The first 72 hours in the hospital were terrifying and terrific. I was convinced that I had been given a divine calling to share with the world and that the park was all a part of my wife and Mike M’s grand plan to surprise me. The repressed emotions of my childhood was a very real force that was lurking deep within my subconscious mind and my mental breakdown seemed to be shaking them all loose at one time. The emotions that were swirling in my head regarding my father’s conspired death, my sons’ fear in the park, the prayers that had been prayed over me, and my brother’s newfound position in my thoughts were holding my mind in manic overdrive. They assigned someone to my room for those first 72-hours and I used each opportunity I had to share the Gospel with the next person on call.
During this time, they were introducing drugs into my system that were effectively bringing me out of my mania and back to some semblance of reality and I was compliant with their efforts. Confused? Yes, but still compliant. My mood in the hospitals did not match my circumstances in life. I was hopeful that since I was seeking help that the church would come alongside my family and I and help us rebuild. However, they deemed my mental breakdown as something that made me unfit to continue in my position as the Kids’ Pastor. They asked me to resign from my position, agreeing to provide medical coverage through the year’s end and paying us a couple months’ severance. They also took up a love offering from the church and sent us on our way.
At the time I was devastated. I was convinced that the reason I had the mental breakdown in the first place was because of their shady handling of my wife’s concerns and the breaking of patient-client privilege. As I sit to write these words five years removed, I realize that the reason I had a mental breakdown was because I was unwilling to listen to my wife a couple months prior. I was convinced that the “changes” she was noticing back then were inspired by me getting healthy physically, not by me getting detached mentally.
We placed our house on the market and in September of 2020 we made our way to Florida to live with Lisa’s brother until we could determine what was next. While I am forever grateful for him opening his home to our family, those 3 months were the hardest three months of my life. I had always battled with impostor syndrome and having the mental breakdown and being effectively fired for the first time in my life made me feel like a fraud more than I had ever felt before. Waking up each day was a difficult chore. I wanted to stay hidden in the cave of my bedroom and sleep my reality away. I was the very thing I despised growing up…A father who couldn’t provide for his children.
One of the medicines they had placed me on did not work well with my system and within a few weeks I was going to the hospital to see if I could have them take me off that particular medicine. Little did I know that by telling them I was not enjoying life and that I needed help that I would instantly be Baker Acted, Florida’s way of putting you into a state-ran mental facility. That night was one of the scariest nights of my life as I was roomed in a unit with some very aggressive men. I remember pleading with God that night to show up and bring my heart some form of peace. I opened my Bible and read a passage in Psalms, I am not sure the verse, that met me precisely where I was at and helped me fall asleep. The next day I assured the doctor that I was not suicidal, and they released me back to Lisa’s care.
Back at the house I fought back all my emotions, and I attempted to be present with my boys. My efforts were not very convincing, but I found glimmers of hope in the possibilities of working as a student pastor in Orlando. However, in the interview process my mental health came up and they chose to go another way. Then, in November I applied for the Lead Pastor role at “Second Baptist Church.” My wife and I met with their pastor search team, and they offered us the opportunity that night to come and preach in view of a call a few weeks later. In my heart I reasoned that perhaps God allowed this to happen in Tennessee so that I would step out in faith and lead a church. I had always been told that God had gifted me to pastor one day by the men who I held in high regard.
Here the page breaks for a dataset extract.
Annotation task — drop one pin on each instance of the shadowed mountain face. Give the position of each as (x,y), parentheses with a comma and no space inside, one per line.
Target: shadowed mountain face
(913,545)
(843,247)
I was scheduled to preach on November 29th, 2020. On November 25th, 2020 I received a phone call informing me that my mother had died alone in a hotel room in Covington, TN. A small town only 30-minutes away from her apartment. The news of her death was surreal. The dire circumstances of my work situation made it where I had to move forward with the church. I knew that my Mom would not want me to neglect the opportunity to preach in view of a call, and so, 4 days after her death I stood in the pulpit at “Second Baptist Church”, and I preached on John 4.